A controversy over land taxes inside the Uruguayan government exposed claims from President Jose Mujica that “meetings are taking place to debilitate his administration and even possibly remove him”
“I’ve been told of meetings where people around are saying that there is a situation of misgovernment in the country, so that I have to leave”, President Mujica supposedly revealed last Monday during the weekly cabinet meeting.
He added “with good manners you can take me where ever, but don’t forget I’m an old warrior who made it to the presidency against all odds and against what everybody said, and this president I can assure you is firmer than a post”.
The fiscal controversy referred to farm land erupted openly when President Mujica presented a simple three step scale for taxing land owners beginning at 2.000 hectares and which according to official government figures involve approximately 1.200 landholdings with total revenue of approximately 60 million US dollar.
The first justification was that big landholders who don’t exploit their farm must be taxed; later the purpose of the tax collected was for infrastructure.
Vice-President Danilo Astori immediately reacted claiming such a scheme would be contrary to the current tax policy on profits and changing the rules, ‘even a minor change’ would have an impact on investors’ decisions.

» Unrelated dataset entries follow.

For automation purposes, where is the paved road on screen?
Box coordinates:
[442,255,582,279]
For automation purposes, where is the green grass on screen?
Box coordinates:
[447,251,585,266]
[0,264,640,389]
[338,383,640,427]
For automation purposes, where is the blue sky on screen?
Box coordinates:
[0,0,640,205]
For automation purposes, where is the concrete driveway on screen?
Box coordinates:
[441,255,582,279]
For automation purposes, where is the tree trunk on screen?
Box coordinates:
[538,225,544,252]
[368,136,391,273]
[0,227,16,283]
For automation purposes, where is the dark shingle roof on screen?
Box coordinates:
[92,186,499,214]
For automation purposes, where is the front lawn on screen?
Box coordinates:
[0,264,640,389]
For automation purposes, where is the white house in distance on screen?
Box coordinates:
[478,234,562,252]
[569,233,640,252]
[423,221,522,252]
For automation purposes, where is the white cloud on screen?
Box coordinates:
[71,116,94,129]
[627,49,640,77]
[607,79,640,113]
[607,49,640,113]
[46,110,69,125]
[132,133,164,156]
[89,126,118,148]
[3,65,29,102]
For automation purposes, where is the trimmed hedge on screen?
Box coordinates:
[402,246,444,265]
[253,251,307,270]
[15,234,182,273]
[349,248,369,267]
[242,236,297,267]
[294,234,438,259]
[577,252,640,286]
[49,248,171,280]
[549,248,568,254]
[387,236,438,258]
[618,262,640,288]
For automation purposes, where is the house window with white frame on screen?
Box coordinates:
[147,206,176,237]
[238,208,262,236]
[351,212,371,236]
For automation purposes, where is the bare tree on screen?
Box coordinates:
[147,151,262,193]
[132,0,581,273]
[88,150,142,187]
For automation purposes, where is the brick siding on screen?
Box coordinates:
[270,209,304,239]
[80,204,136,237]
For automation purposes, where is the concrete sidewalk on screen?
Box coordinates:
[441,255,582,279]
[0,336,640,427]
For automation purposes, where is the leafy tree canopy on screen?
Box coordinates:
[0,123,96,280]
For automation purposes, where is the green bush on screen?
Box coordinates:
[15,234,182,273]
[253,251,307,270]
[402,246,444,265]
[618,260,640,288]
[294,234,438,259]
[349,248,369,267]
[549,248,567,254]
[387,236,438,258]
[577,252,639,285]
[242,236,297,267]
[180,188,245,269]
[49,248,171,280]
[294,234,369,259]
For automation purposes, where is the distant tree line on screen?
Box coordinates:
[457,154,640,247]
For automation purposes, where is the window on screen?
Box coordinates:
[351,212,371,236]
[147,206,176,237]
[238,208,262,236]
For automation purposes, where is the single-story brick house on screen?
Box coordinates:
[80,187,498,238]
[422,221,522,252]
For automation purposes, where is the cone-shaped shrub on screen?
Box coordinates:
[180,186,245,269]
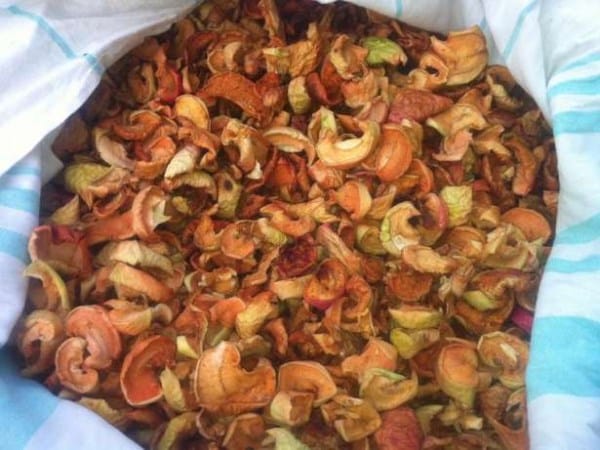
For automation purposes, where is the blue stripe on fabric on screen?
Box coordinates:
[5,165,42,176]
[527,314,600,401]
[554,53,600,75]
[396,0,404,17]
[552,110,600,135]
[0,188,40,215]
[0,228,29,264]
[548,75,600,98]
[544,255,600,273]
[554,213,600,245]
[6,5,104,75]
[502,0,539,61]
[0,348,59,449]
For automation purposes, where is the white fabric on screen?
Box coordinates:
[0,0,600,450]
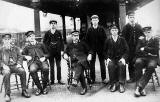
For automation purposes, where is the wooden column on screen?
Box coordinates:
[119,0,126,31]
[62,15,66,43]
[34,9,41,37]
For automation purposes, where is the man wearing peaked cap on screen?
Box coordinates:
[64,31,92,95]
[22,31,49,96]
[104,25,129,93]
[135,26,159,97]
[85,15,107,83]
[43,20,64,85]
[0,34,30,102]
[122,11,144,83]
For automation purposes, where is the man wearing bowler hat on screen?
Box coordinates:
[0,34,30,102]
[85,15,107,83]
[22,31,49,96]
[135,26,159,97]
[43,20,64,85]
[122,11,143,83]
[104,25,129,93]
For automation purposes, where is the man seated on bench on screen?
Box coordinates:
[22,31,49,96]
[0,34,30,102]
[64,31,92,95]
[135,27,159,97]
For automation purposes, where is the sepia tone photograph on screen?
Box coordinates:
[0,0,160,102]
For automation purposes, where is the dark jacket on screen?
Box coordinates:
[85,26,106,53]
[136,37,159,58]
[43,30,64,53]
[0,46,23,67]
[104,36,129,60]
[22,42,49,64]
[122,23,144,52]
[64,41,92,62]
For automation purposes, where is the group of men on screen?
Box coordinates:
[0,12,159,102]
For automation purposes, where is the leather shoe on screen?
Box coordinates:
[5,95,11,102]
[119,84,125,93]
[35,89,42,96]
[102,79,109,84]
[134,86,141,97]
[43,88,48,95]
[140,89,146,96]
[80,88,87,95]
[110,84,116,92]
[127,79,135,83]
[22,90,31,98]
[72,80,78,87]
[58,80,65,85]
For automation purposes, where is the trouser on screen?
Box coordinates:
[29,61,49,90]
[90,52,106,82]
[2,65,27,95]
[108,60,126,85]
[128,50,135,80]
[135,57,157,89]
[49,52,61,83]
[73,63,87,88]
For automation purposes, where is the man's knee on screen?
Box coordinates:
[29,63,38,73]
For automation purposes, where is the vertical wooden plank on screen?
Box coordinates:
[119,0,126,31]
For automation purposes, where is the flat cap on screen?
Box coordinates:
[49,20,57,24]
[2,33,12,38]
[25,31,34,37]
[142,26,152,32]
[91,15,99,19]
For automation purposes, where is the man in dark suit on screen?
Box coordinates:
[43,20,64,84]
[0,34,30,102]
[22,31,49,96]
[85,15,107,83]
[104,26,129,93]
[135,26,159,97]
[64,31,92,95]
[122,12,143,82]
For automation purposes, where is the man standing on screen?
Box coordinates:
[104,26,129,93]
[0,34,30,102]
[122,12,143,82]
[85,15,106,83]
[22,31,49,96]
[135,26,159,97]
[43,20,64,84]
[64,31,92,95]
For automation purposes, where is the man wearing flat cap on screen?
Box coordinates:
[104,25,129,93]
[22,31,49,96]
[64,31,92,95]
[0,34,30,102]
[43,20,64,85]
[135,26,159,97]
[85,15,107,83]
[122,11,143,83]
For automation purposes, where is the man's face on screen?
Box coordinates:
[144,30,152,38]
[91,18,99,25]
[72,32,79,43]
[50,22,57,29]
[111,29,118,36]
[27,34,35,42]
[128,15,135,23]
[2,37,12,49]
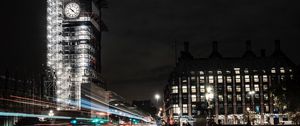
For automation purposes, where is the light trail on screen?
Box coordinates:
[0,95,151,122]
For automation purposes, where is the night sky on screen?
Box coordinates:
[0,0,300,100]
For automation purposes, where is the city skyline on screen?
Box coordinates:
[0,0,300,100]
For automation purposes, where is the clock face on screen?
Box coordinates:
[65,2,80,18]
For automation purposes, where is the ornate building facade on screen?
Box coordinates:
[164,40,295,124]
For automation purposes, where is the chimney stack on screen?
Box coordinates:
[275,40,280,51]
[260,49,266,57]
[184,41,190,52]
[213,41,218,52]
[246,40,252,51]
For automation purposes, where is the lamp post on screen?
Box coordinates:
[205,87,214,124]
[248,91,255,111]
[48,110,54,124]
[247,107,251,125]
[154,94,160,105]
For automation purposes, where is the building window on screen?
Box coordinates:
[254,75,259,82]
[235,75,241,83]
[254,84,259,91]
[182,86,187,93]
[245,75,250,83]
[191,77,196,81]
[227,95,232,101]
[271,67,276,73]
[182,104,188,113]
[192,104,197,113]
[190,71,195,75]
[264,93,269,100]
[263,75,268,82]
[200,85,205,93]
[234,68,240,74]
[191,94,197,102]
[263,84,268,91]
[200,76,205,84]
[226,76,232,83]
[173,104,180,114]
[236,94,242,101]
[208,76,214,84]
[236,85,241,92]
[245,84,250,92]
[244,69,249,74]
[200,95,205,102]
[265,105,270,112]
[218,76,223,83]
[217,70,222,74]
[280,67,285,73]
[254,94,259,99]
[199,71,204,75]
[191,86,197,93]
[172,86,178,94]
[218,95,224,102]
[226,70,231,74]
[227,85,232,92]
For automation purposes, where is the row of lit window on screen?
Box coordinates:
[172,84,268,94]
[171,93,269,102]
[182,75,268,84]
[172,104,270,114]
[190,67,292,75]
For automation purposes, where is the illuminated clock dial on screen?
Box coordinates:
[64,2,80,18]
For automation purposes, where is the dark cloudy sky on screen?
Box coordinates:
[0,0,300,100]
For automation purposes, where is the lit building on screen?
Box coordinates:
[47,0,105,110]
[164,40,295,124]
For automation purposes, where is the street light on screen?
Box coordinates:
[154,94,160,104]
[205,86,214,125]
[48,110,54,124]
[248,91,255,111]
[48,110,54,117]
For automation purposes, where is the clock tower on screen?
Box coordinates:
[47,0,107,110]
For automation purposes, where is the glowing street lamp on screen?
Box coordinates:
[48,110,54,117]
[248,91,255,110]
[154,94,160,103]
[205,86,214,124]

In his daily broadcast Mujica said “we are not for taxing; we want farmers to multiply the country’s wealth, but we also want to prod those who produce little but have a lot of land”.

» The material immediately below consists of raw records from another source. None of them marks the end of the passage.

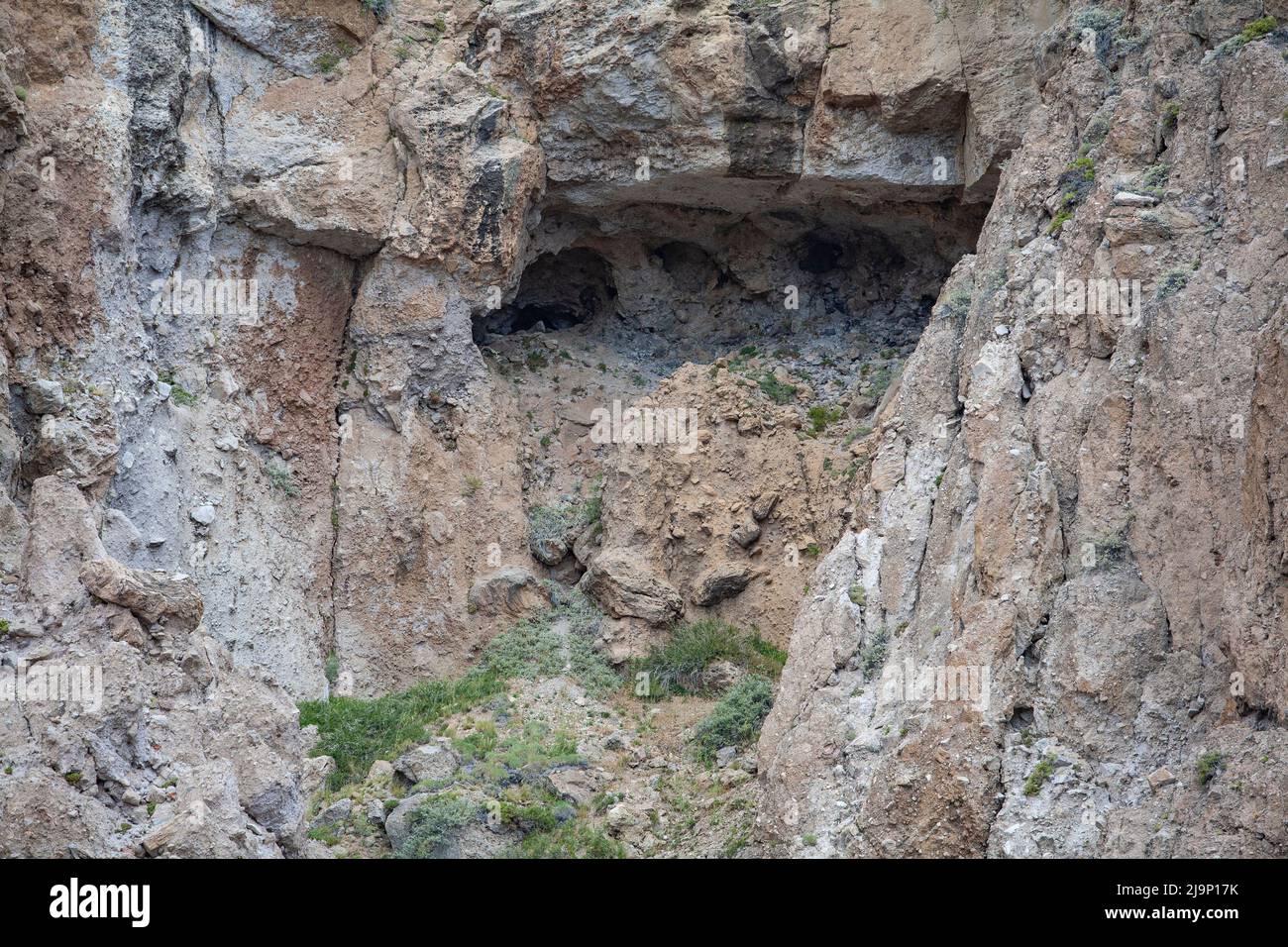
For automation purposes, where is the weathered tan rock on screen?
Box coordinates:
[579,549,684,625]
[80,559,202,631]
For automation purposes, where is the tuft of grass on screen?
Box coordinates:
[265,462,300,497]
[1024,753,1056,796]
[1239,17,1279,43]
[396,793,481,858]
[756,371,796,404]
[805,404,845,436]
[631,618,787,699]
[505,822,626,858]
[483,590,622,695]
[1154,266,1190,299]
[859,629,890,679]
[693,674,774,763]
[299,670,505,789]
[1203,17,1279,65]
[1195,750,1225,786]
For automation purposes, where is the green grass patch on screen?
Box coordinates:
[631,618,787,699]
[1024,753,1056,796]
[395,793,480,858]
[756,371,796,404]
[1195,750,1225,786]
[505,822,626,858]
[300,670,505,789]
[693,674,774,763]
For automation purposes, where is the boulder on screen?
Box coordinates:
[577,549,684,625]
[469,566,550,618]
[693,562,756,605]
[385,792,429,852]
[23,378,64,415]
[80,559,202,631]
[394,743,460,784]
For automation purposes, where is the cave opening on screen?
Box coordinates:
[473,194,988,403]
[474,248,617,342]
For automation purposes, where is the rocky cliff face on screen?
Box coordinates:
[0,0,1288,856]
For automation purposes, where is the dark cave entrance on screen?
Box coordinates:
[473,197,988,378]
[474,248,617,344]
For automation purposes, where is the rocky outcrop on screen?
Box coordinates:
[760,3,1288,857]
[0,0,1288,857]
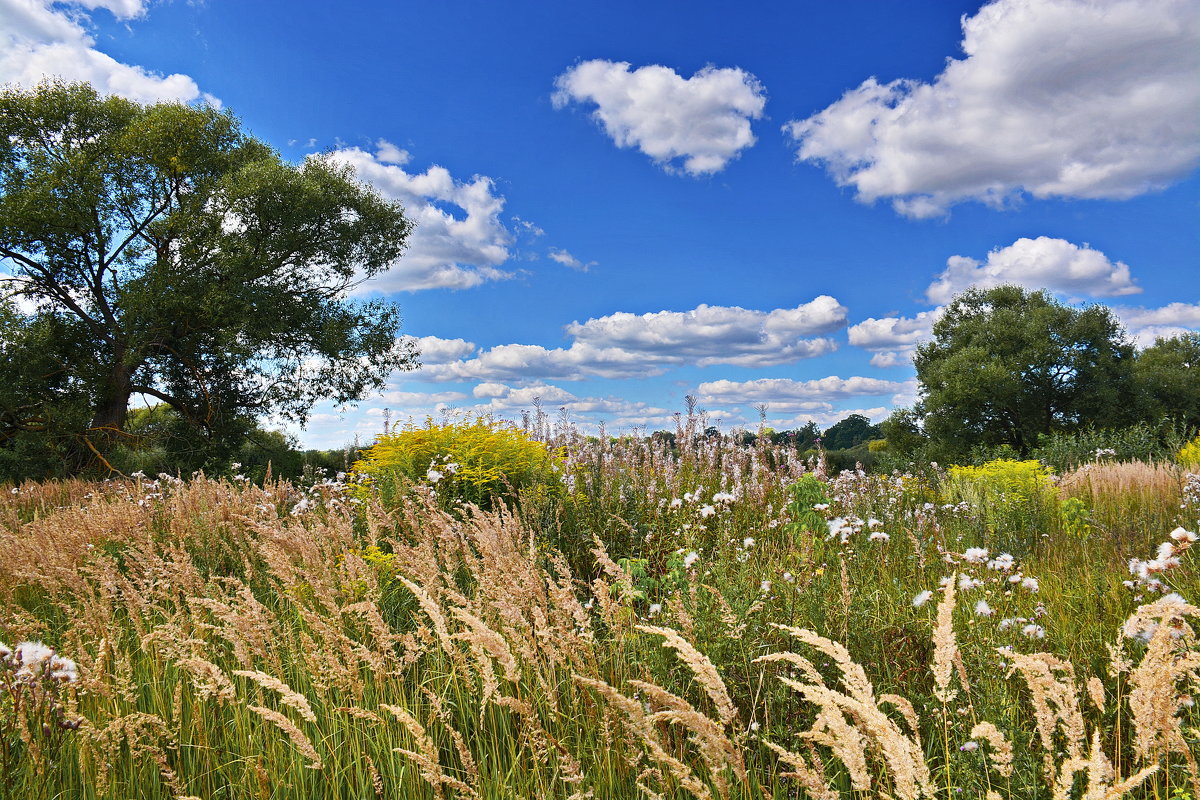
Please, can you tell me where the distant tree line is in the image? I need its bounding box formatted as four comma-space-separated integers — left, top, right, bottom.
881, 285, 1200, 462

“We want those who benefited from soaring land prices to pay, those who have not increased production and possess a lot of land”, added Mujica. “We are talking about those who purchased land at 300 US dollar the hectare which is now worth 3.000 USD”.
But economist Astori said Uruguay had already tried taxing land ownership and it did not work. It also contradicts the recent tax reform implemented by the ruling coalition which targets production and profits.

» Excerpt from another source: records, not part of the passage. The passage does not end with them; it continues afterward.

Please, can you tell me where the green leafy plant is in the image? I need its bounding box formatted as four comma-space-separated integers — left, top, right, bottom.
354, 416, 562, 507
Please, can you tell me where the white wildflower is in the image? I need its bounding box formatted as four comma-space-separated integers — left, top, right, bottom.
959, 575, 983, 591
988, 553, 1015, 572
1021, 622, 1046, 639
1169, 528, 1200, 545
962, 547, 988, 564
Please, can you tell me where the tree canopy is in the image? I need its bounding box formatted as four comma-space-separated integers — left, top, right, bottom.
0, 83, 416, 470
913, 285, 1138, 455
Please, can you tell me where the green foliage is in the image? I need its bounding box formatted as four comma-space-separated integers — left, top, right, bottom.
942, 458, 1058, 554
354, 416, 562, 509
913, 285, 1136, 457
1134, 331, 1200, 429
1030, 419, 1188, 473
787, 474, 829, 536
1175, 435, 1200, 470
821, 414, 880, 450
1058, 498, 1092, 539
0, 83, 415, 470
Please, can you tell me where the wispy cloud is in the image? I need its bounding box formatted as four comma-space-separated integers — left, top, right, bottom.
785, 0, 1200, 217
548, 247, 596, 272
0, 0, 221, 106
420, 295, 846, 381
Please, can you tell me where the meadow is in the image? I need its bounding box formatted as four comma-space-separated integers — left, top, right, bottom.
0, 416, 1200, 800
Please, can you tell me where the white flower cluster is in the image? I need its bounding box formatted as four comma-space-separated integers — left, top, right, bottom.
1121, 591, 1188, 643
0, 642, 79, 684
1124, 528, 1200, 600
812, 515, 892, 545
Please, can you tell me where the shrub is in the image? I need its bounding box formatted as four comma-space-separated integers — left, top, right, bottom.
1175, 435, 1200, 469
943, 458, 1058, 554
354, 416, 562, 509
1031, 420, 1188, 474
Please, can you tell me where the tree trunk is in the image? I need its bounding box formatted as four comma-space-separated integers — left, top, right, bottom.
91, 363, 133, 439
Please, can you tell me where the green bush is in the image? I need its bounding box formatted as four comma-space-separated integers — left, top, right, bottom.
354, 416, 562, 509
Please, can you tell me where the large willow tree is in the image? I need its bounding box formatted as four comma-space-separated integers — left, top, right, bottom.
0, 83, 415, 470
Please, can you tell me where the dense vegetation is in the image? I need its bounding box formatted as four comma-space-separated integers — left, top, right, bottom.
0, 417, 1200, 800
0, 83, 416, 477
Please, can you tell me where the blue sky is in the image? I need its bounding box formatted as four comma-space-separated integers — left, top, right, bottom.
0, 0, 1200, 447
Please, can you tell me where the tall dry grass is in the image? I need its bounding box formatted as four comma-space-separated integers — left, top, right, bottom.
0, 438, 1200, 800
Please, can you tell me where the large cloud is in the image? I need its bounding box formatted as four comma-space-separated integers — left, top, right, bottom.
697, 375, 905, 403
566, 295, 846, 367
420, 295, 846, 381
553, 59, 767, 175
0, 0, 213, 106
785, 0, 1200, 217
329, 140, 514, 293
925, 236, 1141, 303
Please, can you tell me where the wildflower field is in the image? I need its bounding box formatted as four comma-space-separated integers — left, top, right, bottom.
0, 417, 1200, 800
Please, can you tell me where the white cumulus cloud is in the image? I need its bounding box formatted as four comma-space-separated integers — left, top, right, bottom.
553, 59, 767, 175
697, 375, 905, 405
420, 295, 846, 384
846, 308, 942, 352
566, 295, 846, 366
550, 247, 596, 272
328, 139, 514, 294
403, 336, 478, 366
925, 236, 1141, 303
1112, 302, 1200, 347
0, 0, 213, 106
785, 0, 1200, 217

“I’m thinking about the future, because when you send a signal, no matter how modest, you are suggesting that further changes can be expected in the future and that generates uncertainty, and uncertainty is not good for investors”, replied Astori in radio interviews.
Astori is supported in the controversy by the ministers of Economy, Agriculture and Public Works, while Mujica has the backing from the Planning Office, Politically in the catch-all-coalition, Communists, the former guerrillas group to which belongs Mujica, Socialists and other smaller groups support the president, while the more middle of the road groups are behind Astori.
However, when the main actors of the controversy realized the impact of Mujica’s statements leaked to the press and saying that “there was a movement to debilitate him and maybe oust him”, they rapidly tried to overcome the situation.
Vice-president Astori in a hastily organized political rally and next to lawmakers from his group said that it was good to have different points of view, ‘that’s democracy’ but also insisted that this does mean disunity or challenge, “on the contrary there is no question about our loyalty and support for the president”.
Astori made it a point to repeat several times the words “loyalty” to the president. In a similar attitude First Lady and Senator Lucia Topolansky went on a round of radio and television interviews saying “nobody is questioning the president’s authority”, democracy means debating and respecting ideas.
“The government of President Mujica is going through its best possible moment, the numbers of the economy, growth, investment, employment have never been so good, and this is the effort of the ruling coalition with its economic team”, underlined Mrs Mujica.
Astori, with the support of outgoing former president Tabare Vazquez, disputed in 2009 the ruling coalition’s presidential candidacy but lost to Mujica. It was an acrimonious campaign and it is no secret that there are rifts between the two sides referred to some aspects of economic policy. The Communist party leader that backs Mujica’s proposal went as far as calling Astori a “verbal terrorist”.
So far the Uruguayan economy has been growing sustainedly for the last eight years and the big question is what could happen if there is not a soft-landing when the cycle begins to moderate.
However whatever happens in Monday’s next cabinet meeting, one, two or finally one only land tax bill, President Mujica’s authority has been questioned, even debilitated and follows another pyrrhic victory only a month ago when the Uruguayan congress finally voted not to annul a much debated amnesty law benefiting military and police officers that allegedly committed human rights crimes during the military dictatorship, 1973/1984, the so called Expired Crimes bill.